Quick Start

Installation

Add the library artifact to your Spark application build. The artifact suffix follows your Spark minor line.

Spark line Scala binary Artifact name
3.5.x 2.12 spark-second-string-3.5
4.0.x 2.13 spark-second-string-4.0

Usage Flow A: Direct DataFrame API

import io.github.semyonsinchenko.sparkss.StringSimilarityFunctions
import org.apache.spark.sql.functions.col

val scored = pairs
  .withColumn("jw", StringSimilarityFunctions.jaroWinkler(col("left_name"), col("right_name")))
  .withColumn("sw", StringSimilarityFunctions.smithWaterman("left_name", "right_name"))

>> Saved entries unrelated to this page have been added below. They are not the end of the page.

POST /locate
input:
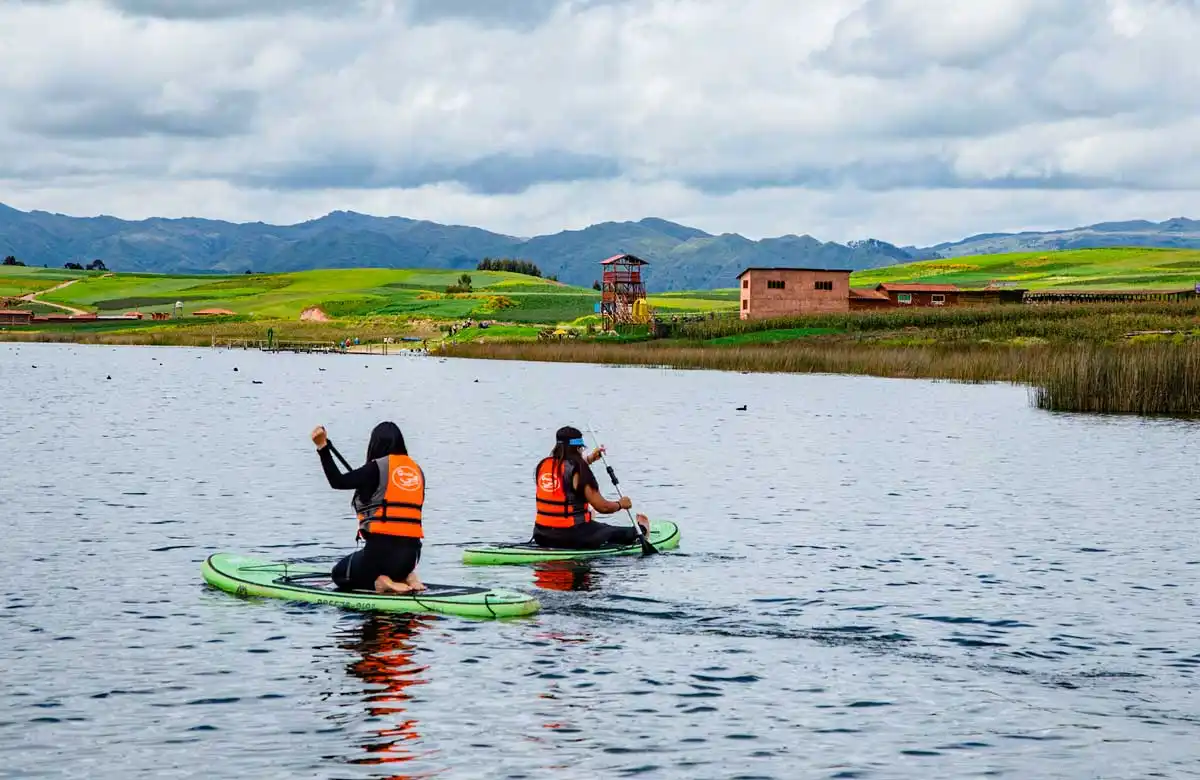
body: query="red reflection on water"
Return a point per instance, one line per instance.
(565, 575)
(385, 665)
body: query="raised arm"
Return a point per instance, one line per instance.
(364, 479)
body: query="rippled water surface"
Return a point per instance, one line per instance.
(877, 579)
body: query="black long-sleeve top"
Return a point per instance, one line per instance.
(364, 479)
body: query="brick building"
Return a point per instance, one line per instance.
(780, 292)
(921, 294)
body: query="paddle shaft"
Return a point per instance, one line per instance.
(339, 455)
(647, 547)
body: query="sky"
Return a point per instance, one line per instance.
(913, 121)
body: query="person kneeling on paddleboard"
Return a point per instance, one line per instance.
(389, 495)
(565, 487)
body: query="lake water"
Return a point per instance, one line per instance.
(877, 579)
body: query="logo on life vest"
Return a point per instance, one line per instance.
(406, 478)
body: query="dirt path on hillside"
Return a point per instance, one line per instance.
(33, 298)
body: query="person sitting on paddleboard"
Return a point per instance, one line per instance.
(389, 493)
(565, 487)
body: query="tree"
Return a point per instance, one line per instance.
(510, 265)
(462, 286)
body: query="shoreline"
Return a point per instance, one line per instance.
(1102, 358)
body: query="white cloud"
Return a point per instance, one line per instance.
(909, 120)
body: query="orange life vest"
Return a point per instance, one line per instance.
(395, 508)
(555, 508)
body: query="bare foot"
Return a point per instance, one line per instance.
(387, 585)
(414, 582)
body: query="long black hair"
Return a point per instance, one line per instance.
(385, 439)
(567, 451)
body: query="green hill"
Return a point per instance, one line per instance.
(337, 293)
(1138, 268)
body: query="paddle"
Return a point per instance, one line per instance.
(647, 547)
(339, 455)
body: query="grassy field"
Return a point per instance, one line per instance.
(1084, 269)
(341, 293)
(1138, 358)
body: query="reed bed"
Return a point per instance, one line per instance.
(1149, 379)
(1066, 322)
(963, 364)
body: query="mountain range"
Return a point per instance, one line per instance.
(681, 257)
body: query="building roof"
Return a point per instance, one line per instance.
(814, 270)
(1084, 291)
(868, 294)
(919, 288)
(628, 259)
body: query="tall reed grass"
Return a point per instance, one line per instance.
(1067, 322)
(1152, 378)
(1147, 379)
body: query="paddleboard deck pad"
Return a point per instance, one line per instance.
(664, 535)
(246, 576)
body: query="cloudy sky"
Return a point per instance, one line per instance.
(909, 120)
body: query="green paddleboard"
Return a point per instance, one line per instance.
(247, 576)
(664, 535)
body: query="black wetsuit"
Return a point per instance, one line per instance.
(381, 555)
(586, 535)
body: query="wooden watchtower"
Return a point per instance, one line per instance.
(622, 291)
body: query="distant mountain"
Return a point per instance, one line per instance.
(1179, 233)
(681, 257)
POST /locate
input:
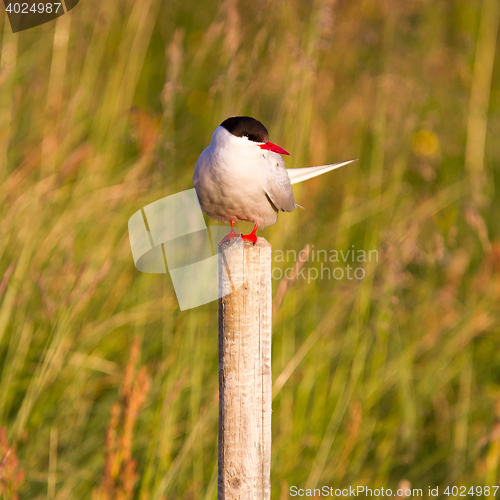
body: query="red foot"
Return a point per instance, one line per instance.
(252, 237)
(231, 235)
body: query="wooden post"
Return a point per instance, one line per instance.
(245, 371)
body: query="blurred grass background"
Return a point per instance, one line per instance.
(396, 376)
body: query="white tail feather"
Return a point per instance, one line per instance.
(303, 174)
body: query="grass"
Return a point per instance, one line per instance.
(393, 377)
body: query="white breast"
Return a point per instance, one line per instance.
(231, 177)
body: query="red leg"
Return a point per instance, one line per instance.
(231, 235)
(252, 236)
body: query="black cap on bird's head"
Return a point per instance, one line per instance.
(253, 130)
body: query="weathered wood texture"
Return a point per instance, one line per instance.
(245, 372)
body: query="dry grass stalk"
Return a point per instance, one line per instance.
(120, 475)
(11, 475)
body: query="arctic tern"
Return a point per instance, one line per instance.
(241, 176)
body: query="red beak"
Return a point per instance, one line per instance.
(273, 147)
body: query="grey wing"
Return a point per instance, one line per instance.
(279, 188)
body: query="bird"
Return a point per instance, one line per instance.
(241, 176)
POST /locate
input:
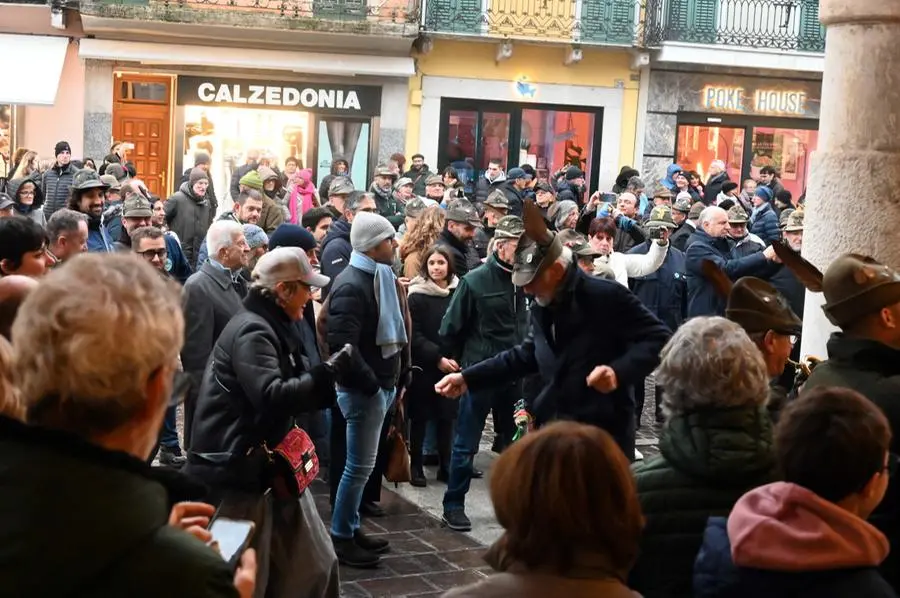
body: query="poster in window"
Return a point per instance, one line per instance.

Usage Flow B: Spark SQL Extension Functions

import io.github.semyonsinchenko.sparkss.sql.StringSimilaritySparkSessionExtensions._

spark.registerStringSimilarityFunctions()

val scored = spark.sql(
  """
    |SELECT id,
    |       jaro_winkler(left_name, right_name) AS jw,
    |       smith_waterman(left_name, right_name) AS sw,
    |       ss_soundex(left_name) AS left_soundex
    |FROM candidate_pairs
    |""".stripMargin
)

Note: SQL similarity functions stay two-argument for compatibility; configurable metric parameters and ngramSize are available via StringSimilarityFunctions DSL overloads.

Docs Build

Docs pages consume generated benchmark and fuzzy-testing variables.

Required pre-runs:

./dev/benchmarks_suite.sh --mode compare-only
sbt "fuzzy-testing/runMain io.github.semyonsinchenko.sparkss.fuzzy.FuzzyTestingCli --seed 42 --rows 100000 --out target/reports/fuzzy-report.md --save-output target/reports/fuzzy-csv"

Build docs:

sbt docs/laikaSite